Even so, I felt uncomfortable. Uncomfortable that I didn’t have the clarity of overall vision of the score that I wanted, though this will eventually come; uncomfortable that the nature of the material means that I will forever fall short of that final sense of physical mastery that each singer will eventually have; uncomfortable that I have the feeling that I may never be able to conceive of even a single bar in all its proliferating, abundant detail. When I’m conducting, I want to possess every tiny part of a work, whatever it is – to encompass it, to feel as I conduct it that it is somehow embodied deeply and wholly inside me: in this piece I’m not sure I ever will. There is a kind of melancholy to that realisation that cuts through the exhilaration I know I will feel when we perform it in July – it will always be beyond me, slightly.
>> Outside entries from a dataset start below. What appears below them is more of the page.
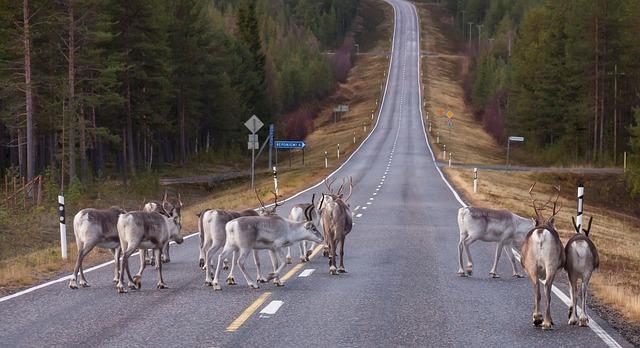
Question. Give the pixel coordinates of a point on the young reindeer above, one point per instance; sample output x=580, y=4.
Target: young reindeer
x=211, y=225
x=582, y=260
x=248, y=233
x=542, y=257
x=337, y=222
x=297, y=213
x=162, y=208
x=147, y=230
x=95, y=228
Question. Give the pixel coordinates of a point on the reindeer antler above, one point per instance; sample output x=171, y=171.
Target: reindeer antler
x=533, y=201
x=350, y=189
x=328, y=184
x=260, y=200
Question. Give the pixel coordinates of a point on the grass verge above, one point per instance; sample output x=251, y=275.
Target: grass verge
x=615, y=227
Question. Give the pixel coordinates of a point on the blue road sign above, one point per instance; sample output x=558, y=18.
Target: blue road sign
x=289, y=144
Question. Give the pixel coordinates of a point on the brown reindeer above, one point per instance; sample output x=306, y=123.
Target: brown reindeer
x=337, y=222
x=542, y=257
x=582, y=261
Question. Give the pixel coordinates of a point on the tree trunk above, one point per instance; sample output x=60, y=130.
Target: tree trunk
x=596, y=94
x=129, y=142
x=31, y=160
x=72, y=107
x=183, y=135
x=83, y=147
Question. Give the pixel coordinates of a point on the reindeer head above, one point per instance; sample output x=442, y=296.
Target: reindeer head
x=264, y=211
x=332, y=196
x=540, y=220
x=577, y=227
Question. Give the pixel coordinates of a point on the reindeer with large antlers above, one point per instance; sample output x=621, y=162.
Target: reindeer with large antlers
x=542, y=257
x=582, y=260
x=337, y=222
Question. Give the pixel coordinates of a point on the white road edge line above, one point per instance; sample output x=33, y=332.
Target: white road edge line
x=597, y=329
x=272, y=307
x=307, y=272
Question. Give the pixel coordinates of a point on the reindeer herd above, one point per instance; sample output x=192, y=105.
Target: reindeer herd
x=236, y=233
x=543, y=254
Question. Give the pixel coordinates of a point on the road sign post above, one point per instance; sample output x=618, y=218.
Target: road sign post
x=63, y=227
x=512, y=138
x=580, y=207
x=253, y=124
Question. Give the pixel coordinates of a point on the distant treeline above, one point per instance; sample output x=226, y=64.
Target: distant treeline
x=99, y=86
x=564, y=74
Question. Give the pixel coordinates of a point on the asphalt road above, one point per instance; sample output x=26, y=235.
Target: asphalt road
x=401, y=288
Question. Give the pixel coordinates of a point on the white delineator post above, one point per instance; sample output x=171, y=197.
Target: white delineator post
x=475, y=180
x=275, y=179
x=63, y=227
x=580, y=205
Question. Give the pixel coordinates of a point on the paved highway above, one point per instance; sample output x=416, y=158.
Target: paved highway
x=401, y=287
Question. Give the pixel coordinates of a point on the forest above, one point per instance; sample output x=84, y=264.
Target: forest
x=93, y=88
x=564, y=74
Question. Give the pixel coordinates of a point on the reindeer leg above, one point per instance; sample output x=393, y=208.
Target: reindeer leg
x=211, y=250
x=275, y=275
x=116, y=255
x=547, y=323
x=573, y=292
x=256, y=260
x=225, y=252
x=584, y=320
x=508, y=249
x=341, y=268
x=242, y=257
x=494, y=272
x=161, y=284
x=467, y=242
x=289, y=259
x=129, y=249
x=537, y=316
x=303, y=251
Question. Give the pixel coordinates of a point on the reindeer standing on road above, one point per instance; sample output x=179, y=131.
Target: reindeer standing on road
x=582, y=261
x=542, y=257
x=337, y=222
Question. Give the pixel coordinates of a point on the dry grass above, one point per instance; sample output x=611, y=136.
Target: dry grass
x=361, y=91
x=441, y=77
x=617, y=283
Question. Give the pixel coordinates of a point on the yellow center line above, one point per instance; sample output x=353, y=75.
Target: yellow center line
x=242, y=318
x=235, y=325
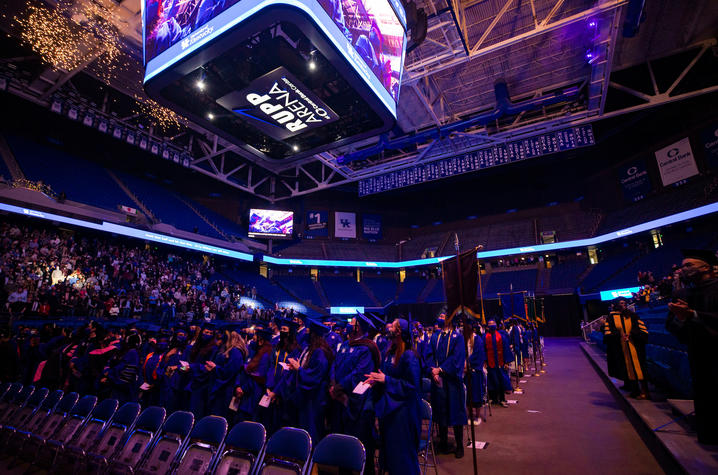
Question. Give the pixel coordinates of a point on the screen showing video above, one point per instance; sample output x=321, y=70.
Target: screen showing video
x=270, y=223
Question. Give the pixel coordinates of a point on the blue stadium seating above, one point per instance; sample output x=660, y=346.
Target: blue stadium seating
x=502, y=281
x=81, y=180
x=167, y=207
x=383, y=288
x=345, y=290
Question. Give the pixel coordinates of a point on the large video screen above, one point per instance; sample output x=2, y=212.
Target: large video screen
x=368, y=33
x=270, y=223
x=377, y=35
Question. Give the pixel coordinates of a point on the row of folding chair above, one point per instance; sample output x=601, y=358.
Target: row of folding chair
x=63, y=433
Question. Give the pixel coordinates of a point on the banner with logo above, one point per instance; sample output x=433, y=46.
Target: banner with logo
x=316, y=224
x=279, y=105
x=709, y=139
x=676, y=162
x=634, y=180
x=345, y=225
x=371, y=227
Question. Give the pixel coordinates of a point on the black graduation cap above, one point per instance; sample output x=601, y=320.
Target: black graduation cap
x=706, y=255
x=364, y=322
x=317, y=327
x=291, y=324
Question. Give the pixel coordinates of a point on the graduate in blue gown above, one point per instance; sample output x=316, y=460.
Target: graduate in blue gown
x=352, y=413
x=200, y=358
x=396, y=395
x=251, y=382
x=311, y=381
x=224, y=369
x=497, y=347
x=448, y=397
x=278, y=379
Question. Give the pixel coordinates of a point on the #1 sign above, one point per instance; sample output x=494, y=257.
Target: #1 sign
x=279, y=105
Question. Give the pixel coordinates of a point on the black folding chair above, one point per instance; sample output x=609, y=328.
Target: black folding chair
x=114, y=434
x=287, y=452
x=204, y=443
x=168, y=445
x=241, y=449
x=47, y=452
x=15, y=403
x=338, y=453
x=136, y=444
x=72, y=451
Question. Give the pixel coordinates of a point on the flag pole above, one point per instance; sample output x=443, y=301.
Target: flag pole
x=466, y=351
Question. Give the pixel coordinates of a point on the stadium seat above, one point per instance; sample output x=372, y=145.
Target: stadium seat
x=168, y=444
x=426, y=444
x=287, y=452
x=71, y=452
x=338, y=453
x=204, y=443
x=137, y=442
x=241, y=449
x=47, y=452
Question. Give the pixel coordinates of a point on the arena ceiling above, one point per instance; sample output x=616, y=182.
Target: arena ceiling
x=536, y=47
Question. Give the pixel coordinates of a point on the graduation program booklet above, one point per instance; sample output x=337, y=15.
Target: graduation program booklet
x=361, y=388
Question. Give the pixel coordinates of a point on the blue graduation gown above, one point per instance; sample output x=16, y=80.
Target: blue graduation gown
x=397, y=404
x=478, y=378
x=222, y=380
x=310, y=394
x=498, y=377
x=449, y=400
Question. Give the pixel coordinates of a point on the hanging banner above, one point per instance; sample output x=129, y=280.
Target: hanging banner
x=371, y=227
x=634, y=180
x=709, y=139
x=676, y=162
x=345, y=225
x=317, y=224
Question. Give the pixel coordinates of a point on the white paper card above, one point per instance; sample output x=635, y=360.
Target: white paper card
x=361, y=388
x=264, y=402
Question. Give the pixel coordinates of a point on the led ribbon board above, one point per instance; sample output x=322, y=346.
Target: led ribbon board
x=614, y=294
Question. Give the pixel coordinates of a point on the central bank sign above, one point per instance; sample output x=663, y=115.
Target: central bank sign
x=279, y=105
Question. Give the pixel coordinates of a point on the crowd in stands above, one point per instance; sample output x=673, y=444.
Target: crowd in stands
x=47, y=272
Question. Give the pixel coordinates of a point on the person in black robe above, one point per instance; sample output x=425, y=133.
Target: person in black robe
x=693, y=318
x=625, y=336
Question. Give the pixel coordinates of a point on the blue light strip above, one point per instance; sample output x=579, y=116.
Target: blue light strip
x=246, y=8
x=614, y=294
x=370, y=264
x=131, y=232
x=197, y=246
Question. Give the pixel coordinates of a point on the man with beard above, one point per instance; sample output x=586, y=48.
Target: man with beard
x=353, y=413
x=693, y=318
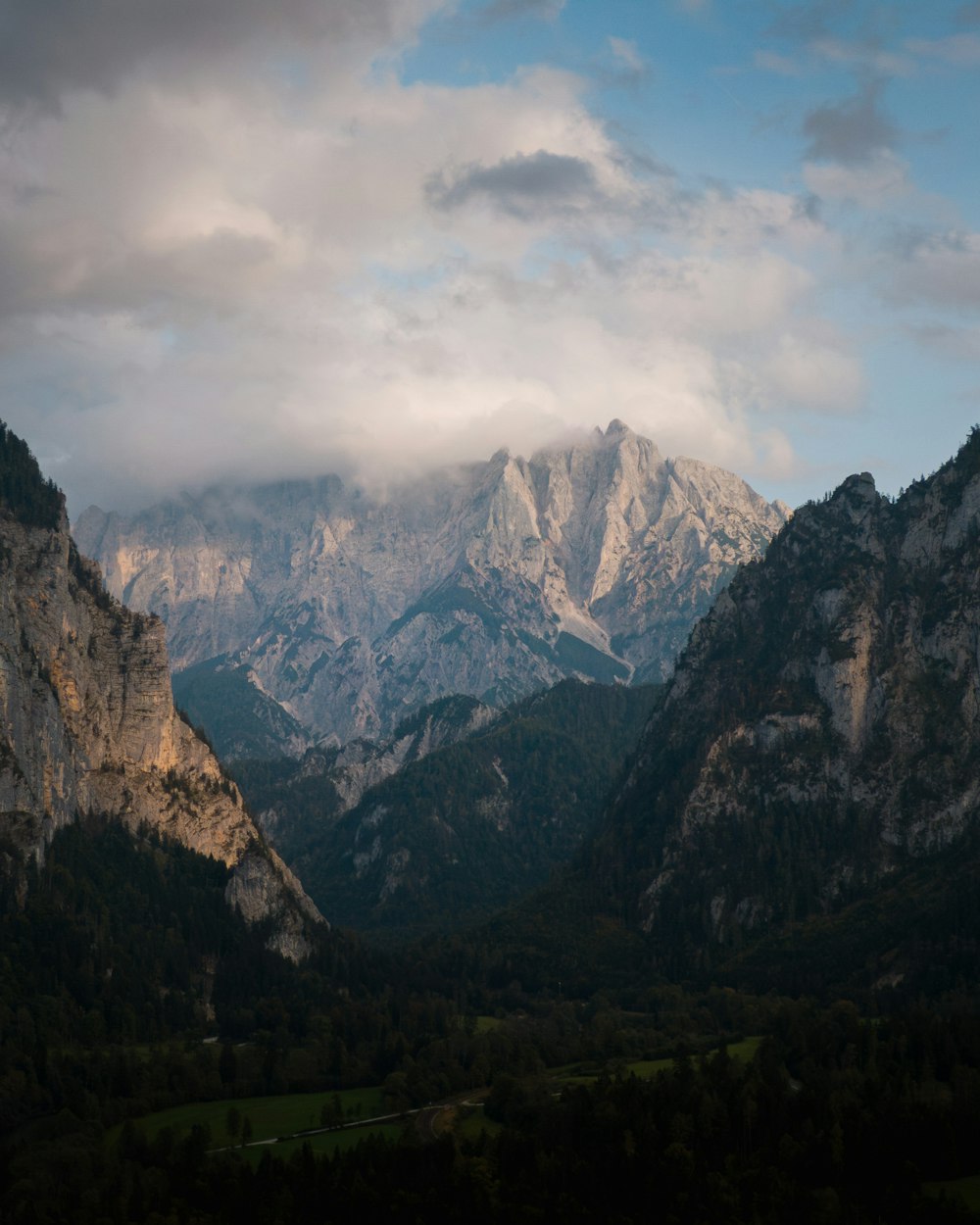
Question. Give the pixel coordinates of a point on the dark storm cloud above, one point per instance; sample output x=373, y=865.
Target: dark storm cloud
x=49, y=47
x=941, y=269
x=849, y=131
x=522, y=185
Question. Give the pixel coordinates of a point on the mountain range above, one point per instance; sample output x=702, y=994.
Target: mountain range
x=319, y=613
x=809, y=779
x=88, y=721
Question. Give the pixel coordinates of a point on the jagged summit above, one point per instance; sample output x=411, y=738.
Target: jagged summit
x=822, y=730
x=494, y=579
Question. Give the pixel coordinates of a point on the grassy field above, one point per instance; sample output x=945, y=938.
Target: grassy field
x=324, y=1145
x=270, y=1117
x=579, y=1073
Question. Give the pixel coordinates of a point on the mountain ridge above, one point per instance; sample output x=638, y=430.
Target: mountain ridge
x=89, y=723
x=819, y=734
x=491, y=579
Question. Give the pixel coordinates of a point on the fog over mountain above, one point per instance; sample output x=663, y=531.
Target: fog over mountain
x=493, y=578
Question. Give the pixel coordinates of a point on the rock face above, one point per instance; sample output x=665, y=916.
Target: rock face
x=88, y=724
x=491, y=579
x=822, y=729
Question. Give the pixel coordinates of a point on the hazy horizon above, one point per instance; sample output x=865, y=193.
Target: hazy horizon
x=248, y=243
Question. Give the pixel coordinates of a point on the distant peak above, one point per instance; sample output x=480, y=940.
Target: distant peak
x=617, y=429
x=862, y=484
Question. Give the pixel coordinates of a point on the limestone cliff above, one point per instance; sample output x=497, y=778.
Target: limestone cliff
x=822, y=729
x=88, y=724
x=491, y=579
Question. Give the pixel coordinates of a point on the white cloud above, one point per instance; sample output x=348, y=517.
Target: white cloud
x=872, y=184
x=626, y=50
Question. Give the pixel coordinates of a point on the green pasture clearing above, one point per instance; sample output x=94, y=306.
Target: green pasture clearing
x=269, y=1116
x=966, y=1191
x=324, y=1145
x=471, y=1120
x=586, y=1073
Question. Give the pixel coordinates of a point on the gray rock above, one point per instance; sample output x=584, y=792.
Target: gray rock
x=491, y=579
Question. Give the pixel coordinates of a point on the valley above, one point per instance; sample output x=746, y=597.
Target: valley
x=707, y=942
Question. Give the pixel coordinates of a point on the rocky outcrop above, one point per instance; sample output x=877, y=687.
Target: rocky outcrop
x=88, y=724
x=491, y=579
x=822, y=729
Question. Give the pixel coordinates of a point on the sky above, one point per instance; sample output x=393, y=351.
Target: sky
x=245, y=240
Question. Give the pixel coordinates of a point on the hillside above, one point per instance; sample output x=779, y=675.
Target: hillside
x=88, y=721
x=493, y=579
x=457, y=831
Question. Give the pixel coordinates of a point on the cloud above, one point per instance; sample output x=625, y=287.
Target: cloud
x=518, y=185
x=782, y=65
x=942, y=269
x=60, y=45
x=961, y=343
x=220, y=274
x=626, y=52
x=960, y=50
x=872, y=184
x=510, y=10
x=851, y=131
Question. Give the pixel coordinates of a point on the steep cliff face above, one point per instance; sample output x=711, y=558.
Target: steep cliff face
x=822, y=729
x=493, y=579
x=88, y=724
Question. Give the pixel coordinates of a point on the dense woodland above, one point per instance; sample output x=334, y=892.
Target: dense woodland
x=824, y=1072
x=481, y=822
x=122, y=958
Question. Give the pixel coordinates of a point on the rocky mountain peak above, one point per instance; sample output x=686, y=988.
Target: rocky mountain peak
x=821, y=730
x=491, y=579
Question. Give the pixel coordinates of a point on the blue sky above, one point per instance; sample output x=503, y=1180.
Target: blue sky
x=243, y=241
For now, the challenge is at least to get to know it all better: details, larger shapes, everything. I’ve planned four passes through the whole piece between now and July, moving from outlines to fine details and then attempting a holistic integration. My job, as well as beating time, giving a few leads, and shaping as best I can the larger forms and paragraphs of the work (though I’m not yet certain how to achieve this beyond making the singers aware of them – how much, really, can they make larger shapes once they’ve executed their lines as correctly as possible?) is to help the singers get closer to individual mastery of their part, moving between the fine details and the larger gestural shapes, and then adding that altogether to create something that makes musical (yes!) sense of the tangle of individual lines. I have a sense of the clarity that we are searching for and it is that I have to find and bring out – and to do that I have to keep moving more and more deeply into the piece. I need to prise out the larger intentions in every bar as well as the details, and find a way to draw them out of the singers. (Just explaining their role in the texture (yours is a solo line, you two have a duet here) will be a good place to start – so that everyone becomes aware of what is going on around, and their place within it…)
Much ink has been spilled over the role of notation in hyper-complex music, and I wholeheartedly concur with those who would argue that the job of the performer in these circumstances cannot be simply to present a perfect rendition of everything on the page: the point is that perfection remains slightly out of our reach, and we have to choose a path through an informationally-overloaded notation that brings us as close as we can get to as much of it as we can encompass. For Cassidy as for Ferneyhough, hyper-complex notation is, I think, intended to achieve what the latter calls ‘a dialogue with the composition of which it is a token, such that the realm of non-equivalence between the two…be sounded out, articulating the inchoate, outlining the way from the conceptual to the experiential and back.’* If that is so, then our role too as performers might also best be framed as a dialogue between ourselves and the work, mediated by its notation, and that that dialogue by its ungraspable nature be both ever-changing and unending.
The key is to continue the work, strive for ever new insights and mastery, but to give up naive ideas of achieving perfection – which after all have never done anyone any good. It’s Beckett’s famous old quote – ‘Fail again. Fail better.’ – melancholy for sure, but beautiful, and in the end true-to-life.
* I am indebted to Stuart Paul Duncan’s article ‘Re-Complexifying the Function(s) of Notation in the Music of Brian Ferneyhough and the ‘New Complexity”. Perspectives of New Music 48, no. 1 (Winter): 136–72, for a useful overview of the topic.